In the weeks that followed, Wentworth reminded Kite of the contented peasant in the fairy tale who, through his own endeavours and with a little help from some magic entity, succeeds in winning the king’s daughter and half the kingdom. Not that Wentworth had yet won any fair hand in wedlock, but his prospects were set fair, for he had gained not half, but almost the entire kingdom. Mulgrave’s extraction of capital nevertheless left Wentworth in command of a substantial sum, despite the fact that the older man intended to retain an interest in the business. As for the business itself, this was to pass into Wentworth’s control, Mulgrave relinquishing it with a single remark that the new owner would do well if he did not succumb to drink.

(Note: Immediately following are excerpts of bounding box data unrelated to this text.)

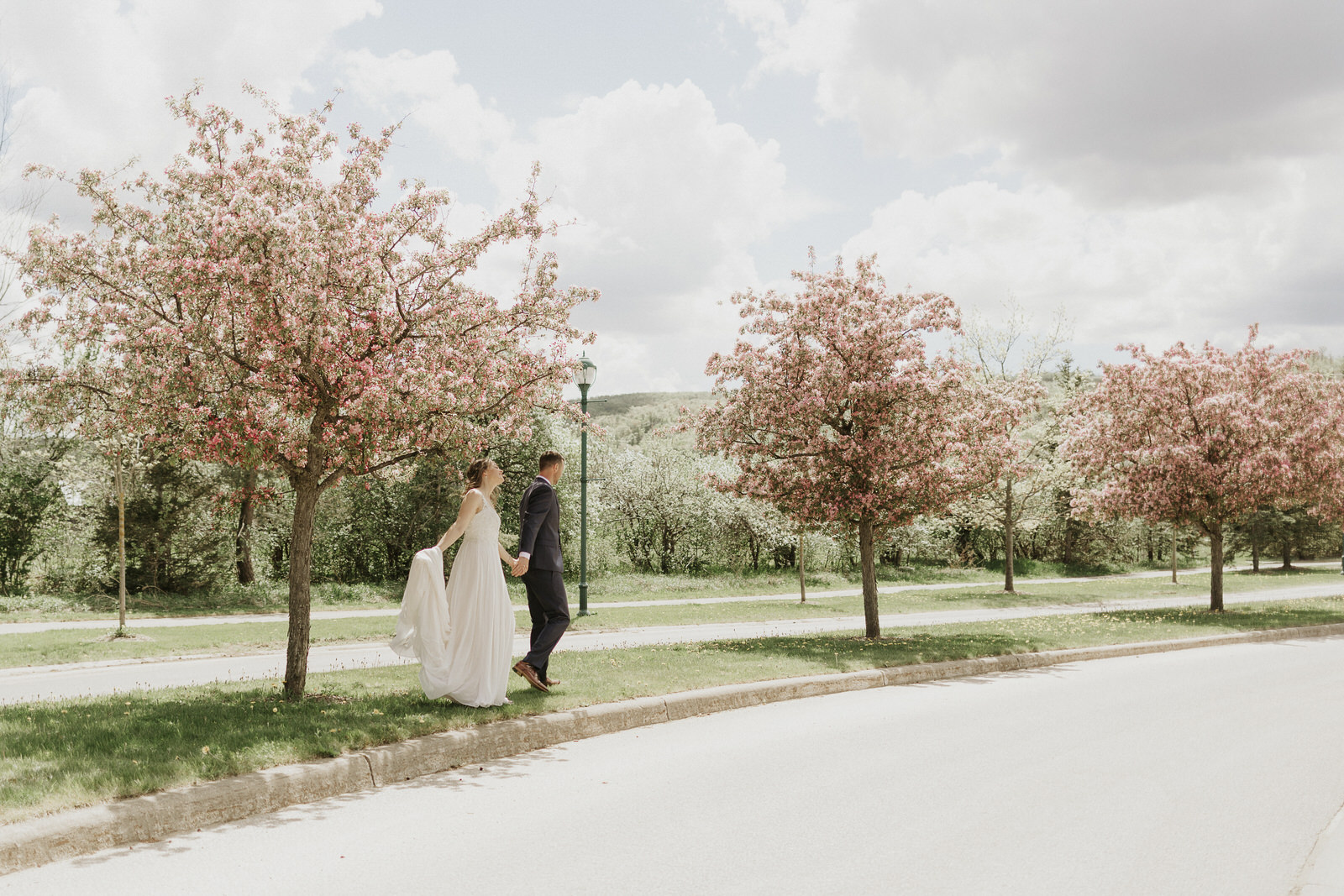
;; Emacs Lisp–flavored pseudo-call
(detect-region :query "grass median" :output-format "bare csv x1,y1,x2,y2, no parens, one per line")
0,567,1344,668
0,560,1147,623
0,598,1344,822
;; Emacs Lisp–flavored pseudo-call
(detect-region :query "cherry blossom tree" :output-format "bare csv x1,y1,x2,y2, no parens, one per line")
8,92,596,697
953,298,1067,592
1060,333,1341,610
695,257,1023,638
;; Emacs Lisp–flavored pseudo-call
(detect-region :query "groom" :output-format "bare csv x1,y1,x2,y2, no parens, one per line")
513,451,570,690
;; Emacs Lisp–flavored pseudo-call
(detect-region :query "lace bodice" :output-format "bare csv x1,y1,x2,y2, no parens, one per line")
462,500,500,542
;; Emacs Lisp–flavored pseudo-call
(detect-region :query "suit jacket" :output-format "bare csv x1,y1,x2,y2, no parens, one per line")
517,475,564,572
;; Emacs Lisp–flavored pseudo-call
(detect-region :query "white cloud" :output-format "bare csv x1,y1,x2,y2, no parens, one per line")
730,0,1344,203
492,81,808,329
843,172,1344,359
339,50,513,161
0,0,381,180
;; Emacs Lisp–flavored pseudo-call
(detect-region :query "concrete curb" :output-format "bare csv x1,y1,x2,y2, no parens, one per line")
0,623,1344,874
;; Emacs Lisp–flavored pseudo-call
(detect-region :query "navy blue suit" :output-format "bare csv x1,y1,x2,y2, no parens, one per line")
517,475,570,681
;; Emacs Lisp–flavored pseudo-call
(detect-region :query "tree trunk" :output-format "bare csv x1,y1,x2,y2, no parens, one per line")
234,470,257,584
116,450,126,632
858,517,882,638
798,529,808,603
1004,475,1015,594
285,477,318,700
1208,525,1223,612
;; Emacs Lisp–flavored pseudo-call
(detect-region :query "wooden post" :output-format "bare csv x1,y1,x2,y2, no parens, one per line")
116,446,126,634
1172,522,1176,584
798,529,808,603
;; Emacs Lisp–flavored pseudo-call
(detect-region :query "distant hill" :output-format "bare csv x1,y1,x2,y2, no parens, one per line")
567,392,714,445
589,392,712,419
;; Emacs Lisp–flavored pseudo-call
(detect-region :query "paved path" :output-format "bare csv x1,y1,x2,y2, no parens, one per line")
0,560,1339,636
0,580,1344,705
0,638,1344,896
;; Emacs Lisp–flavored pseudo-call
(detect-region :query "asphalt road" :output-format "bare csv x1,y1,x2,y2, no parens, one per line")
0,580,1344,705
0,560,1311,636
0,638,1344,896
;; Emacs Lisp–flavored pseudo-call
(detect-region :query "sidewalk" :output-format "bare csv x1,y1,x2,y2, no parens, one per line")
0,580,1344,704
0,560,1339,636
1292,807,1344,896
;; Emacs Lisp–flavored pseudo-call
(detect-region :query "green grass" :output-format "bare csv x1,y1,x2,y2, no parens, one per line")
0,567,1344,668
0,560,1177,623
0,598,1344,822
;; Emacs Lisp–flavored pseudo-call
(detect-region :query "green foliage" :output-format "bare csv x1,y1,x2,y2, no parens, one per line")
96,450,233,592
0,439,66,594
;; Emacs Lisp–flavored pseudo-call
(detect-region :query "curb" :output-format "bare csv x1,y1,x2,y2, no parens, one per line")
0,623,1344,874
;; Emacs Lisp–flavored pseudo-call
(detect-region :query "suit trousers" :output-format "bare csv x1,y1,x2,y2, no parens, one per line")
522,569,570,681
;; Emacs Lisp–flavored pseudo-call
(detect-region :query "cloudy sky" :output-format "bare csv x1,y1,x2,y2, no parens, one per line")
0,0,1344,392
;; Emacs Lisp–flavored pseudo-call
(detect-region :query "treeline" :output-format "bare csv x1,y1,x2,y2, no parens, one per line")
0,373,1340,594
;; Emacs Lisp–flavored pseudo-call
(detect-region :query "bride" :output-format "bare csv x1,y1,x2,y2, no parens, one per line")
391,459,515,706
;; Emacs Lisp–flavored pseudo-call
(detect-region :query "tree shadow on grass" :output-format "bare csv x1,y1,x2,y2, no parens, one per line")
677,631,1037,672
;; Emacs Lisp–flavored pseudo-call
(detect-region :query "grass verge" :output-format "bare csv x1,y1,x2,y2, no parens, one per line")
0,567,1344,668
0,598,1344,822
0,560,1177,622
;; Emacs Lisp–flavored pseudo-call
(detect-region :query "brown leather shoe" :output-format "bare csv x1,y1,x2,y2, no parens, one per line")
513,659,551,692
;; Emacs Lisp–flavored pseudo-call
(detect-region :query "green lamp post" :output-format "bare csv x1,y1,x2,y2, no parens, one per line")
574,352,596,616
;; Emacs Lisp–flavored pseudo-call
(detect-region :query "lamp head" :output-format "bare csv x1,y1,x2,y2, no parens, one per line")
574,352,596,392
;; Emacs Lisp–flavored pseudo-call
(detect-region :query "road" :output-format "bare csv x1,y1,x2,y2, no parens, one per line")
0,638,1344,896
0,580,1344,705
0,560,1322,636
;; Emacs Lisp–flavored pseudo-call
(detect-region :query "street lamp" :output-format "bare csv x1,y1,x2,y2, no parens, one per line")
574,352,596,616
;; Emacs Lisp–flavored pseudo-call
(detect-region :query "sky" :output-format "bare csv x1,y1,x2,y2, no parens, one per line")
0,0,1344,394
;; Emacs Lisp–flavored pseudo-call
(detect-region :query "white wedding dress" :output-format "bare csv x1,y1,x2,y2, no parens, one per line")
391,500,513,706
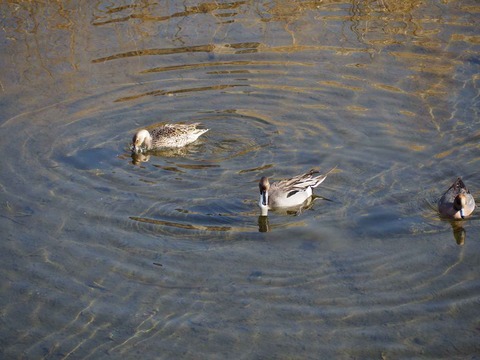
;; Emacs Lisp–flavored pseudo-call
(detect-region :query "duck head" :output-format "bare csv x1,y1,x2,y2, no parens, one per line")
453,194,467,219
132,129,152,152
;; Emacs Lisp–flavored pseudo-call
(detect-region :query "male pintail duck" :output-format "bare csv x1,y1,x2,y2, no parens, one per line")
438,178,475,219
258,168,335,216
132,123,208,152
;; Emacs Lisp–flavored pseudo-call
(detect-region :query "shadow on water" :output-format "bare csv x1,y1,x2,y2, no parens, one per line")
0,0,480,359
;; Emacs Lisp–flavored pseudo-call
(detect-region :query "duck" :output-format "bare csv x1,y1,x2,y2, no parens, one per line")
438,178,476,220
132,123,209,153
258,167,336,216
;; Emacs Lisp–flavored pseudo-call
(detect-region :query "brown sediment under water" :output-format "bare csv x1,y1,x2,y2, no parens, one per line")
0,0,480,359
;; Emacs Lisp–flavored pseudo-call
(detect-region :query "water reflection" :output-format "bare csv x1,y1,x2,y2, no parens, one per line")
0,0,480,358
450,221,467,245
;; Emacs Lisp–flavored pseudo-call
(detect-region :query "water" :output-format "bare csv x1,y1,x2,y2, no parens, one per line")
0,0,480,359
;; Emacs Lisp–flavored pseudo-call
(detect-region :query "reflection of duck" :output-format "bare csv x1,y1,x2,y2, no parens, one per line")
132,123,208,152
258,168,335,216
438,178,475,219
450,221,467,245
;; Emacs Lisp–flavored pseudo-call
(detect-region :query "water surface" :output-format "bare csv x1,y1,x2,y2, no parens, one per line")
0,0,480,359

Within days of Mulgrave’s announcement, Kite had abandoned his desk and his indoor existence to resume his intimacy with ships. Mulgrave sent to him a seafaring man named Da Silva, a man of Portuguese blood who had served in British West Indiamen as an able seaman, as a gunner to Captain Makepeace aboard the privateer Firedrake, and as boatswain aboard a slaver. In his last ship, the Guineaman, Da Silva had voyaged between the Bight of Benin and Cuba, from Ngola and Ouidah to Brazil, and from Guinea to Jamaica and the Carolinas. There was little he did not know about the mariner’s art.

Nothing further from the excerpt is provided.